1

I am writing a function that pulls the top x values from a sparse vector (fewer values if there are less than x). I would like to include an "in-place" option like many functions have, where it removes the top values if the option is True, and keeps them if the option is False.

My issue is that my current function is overwriting the input vector, rather than keeping it as is. I am not sure why this is occurring. I expected the way to solve my design problem would be to include an if statement which would copy the input using copy.copy(), but this raises a value error (ValueError: row index exceeds matrix dimensions) which does not make sense to me.

Code:

from scipy.sparse import csr_matrix
import copy

max_loc=20
data=[1,3,3,2,5]
rows=[0]*len(data)
indices=[4,2,8,12,7]

sparse_test=csr_matrix((data, (rows,indices)), shape=(1,max_loc))

print(sparse_test)

def top_x_in_sparse(in_vect,top_x,inplace=False):
    if inplace==True:
        rvect=in_vect
    else:
        rvect=copy.copy(in_vect)
    newmax=top_x
    count=0
    out_list=[]
    while newmax>0:
        newmax=1
        if count<top_x:
            out_list+=[csr_matrix.max(rvect)]
            remove=csr_matrix.argmax(rvect)
            rvect[0,remove]=0
            rvect.eliminate_zeros()
            newmax=csr_matrix.max(rvect)
            count+=1
        else:
            newmax=0
    return out_list

a=top_x_in_sparse(sparse_test,3)

print(a)

print(sparse_test)

My question has two parts:

  1. how do I prevent this function from overwriting the vector?
  2. how do I add the inplace option?
amquack
  • 837
  • 10
  • 24
  • A `csr_matrix` is not a `ndarray`, so the usual (for `numpy` users) notions of inplace, view, and copy don't apply.

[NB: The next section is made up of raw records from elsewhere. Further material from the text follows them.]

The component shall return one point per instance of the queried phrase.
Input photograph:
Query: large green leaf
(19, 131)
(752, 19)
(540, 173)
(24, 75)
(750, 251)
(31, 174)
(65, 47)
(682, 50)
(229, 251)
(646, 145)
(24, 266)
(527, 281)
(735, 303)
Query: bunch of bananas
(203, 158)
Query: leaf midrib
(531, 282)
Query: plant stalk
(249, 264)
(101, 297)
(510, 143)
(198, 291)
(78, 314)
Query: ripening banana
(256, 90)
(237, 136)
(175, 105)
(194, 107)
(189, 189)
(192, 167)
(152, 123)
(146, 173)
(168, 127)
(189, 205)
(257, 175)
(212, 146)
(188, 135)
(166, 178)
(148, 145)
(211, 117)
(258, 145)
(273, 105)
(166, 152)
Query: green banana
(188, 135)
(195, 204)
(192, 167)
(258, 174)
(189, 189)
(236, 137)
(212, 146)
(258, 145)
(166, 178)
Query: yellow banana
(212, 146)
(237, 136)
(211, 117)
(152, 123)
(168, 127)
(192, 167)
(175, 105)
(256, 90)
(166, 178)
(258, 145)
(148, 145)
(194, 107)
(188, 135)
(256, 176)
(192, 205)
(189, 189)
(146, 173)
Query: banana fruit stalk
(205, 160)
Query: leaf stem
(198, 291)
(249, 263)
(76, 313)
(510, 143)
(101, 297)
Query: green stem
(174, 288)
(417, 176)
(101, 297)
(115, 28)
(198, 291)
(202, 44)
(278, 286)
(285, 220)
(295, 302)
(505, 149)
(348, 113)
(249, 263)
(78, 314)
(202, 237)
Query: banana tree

We need read the sparse docs and test the code step by step. If I recall correctly `eliminate_zeros` is one of the few in-place methods (that's clearly stated its docs). – hpaulj Dec 30 '20 at 01:31
  • 1
    I'd use `rvect=in_vect.copy()` to make a copy (though `copy.copy` probably delegates to this method). Beware that sparse copies are not fast. – hpaulj Dec 30 '20 at 01:59
  • Why are you using the `csr_matrix.argmax(rvect)` format instead of `rvect.argmax()`? That is, I use a method where possible. – hpaulj Dec 30 '20 at 02:02
  • `rvect[0,remove]=0` is another in-place action. If the shape is always `(1,max_loc)`, i.e. 1 row, I suspect working with dense `ndarray` will be faster (and still fit in memory unless `max_loc` is extremely large). – hpaulj Dec 30 '20 at 02:21
  • @hpaulj There's some good information here that I'd like to unpack. "Beware that sparse copies are not fast" - why is this? It seems that they should behave the same as a sparse, or perhaps I misunderstand what copy does? "I use a method where possible" - I have not heard this guidance before - what's the rationale behind this? – amquack Dec 30 '20 at 15:42
  • As for the size of the arrays, I just pulled up a file and the vector dimensions would be 1 by 1.6milion, and there would be several thousand of these vectors. – amquack Dec 30 '20 at 15:45
  • 3) "usual notions of inplace, view, and copy don't apply" - I thought views/copy were a python thing, can you elaborate? (Ex: a=[3] // x=a // a[0]=2 // print(a,x) shows that x is a view of a as both changed.) – amquack Dec 30 '20 at 15:52
  • @hpaulj I tried your suggestion to use in_vect.copy() instead, and now the inplace functionality is WAI. Additionally, I do not need to import copy for this. You can post this as an answer and I'll accept. I'd appreciate your thoughts on some of the questions I asked in the comments as well. – amquack Dec 30 '20 at 16:04
  • As written you will reallocate and copy the backing data arrays every iteration of your loop. I would consider not doing that. – CJR Dec 31 '20 at 06:54
  • @CJR Is this a result of including the `rvect.eliminate_zeros()` line? I considered not including this (or just including it at the end), as it probably doesn't really matter that I do this at every iteration. – amquack Dec 31 '20 at 15:48

1 Answers1

1

You really just don't want to loop period. Reallocating those arrays every loop iteration with .eliminate_zeros() is the slowest thing but not the only reason not do to it.

import numpy as np
from scipy.sparse import csr_matrix

max_loc=20
data=[1,3,3,2,5]
rows=[0]*len(data)
indices=[4,2,8,12,7]

sparse_test=csr_matrix((data, (rows,indices)), shape=(1,max_loc))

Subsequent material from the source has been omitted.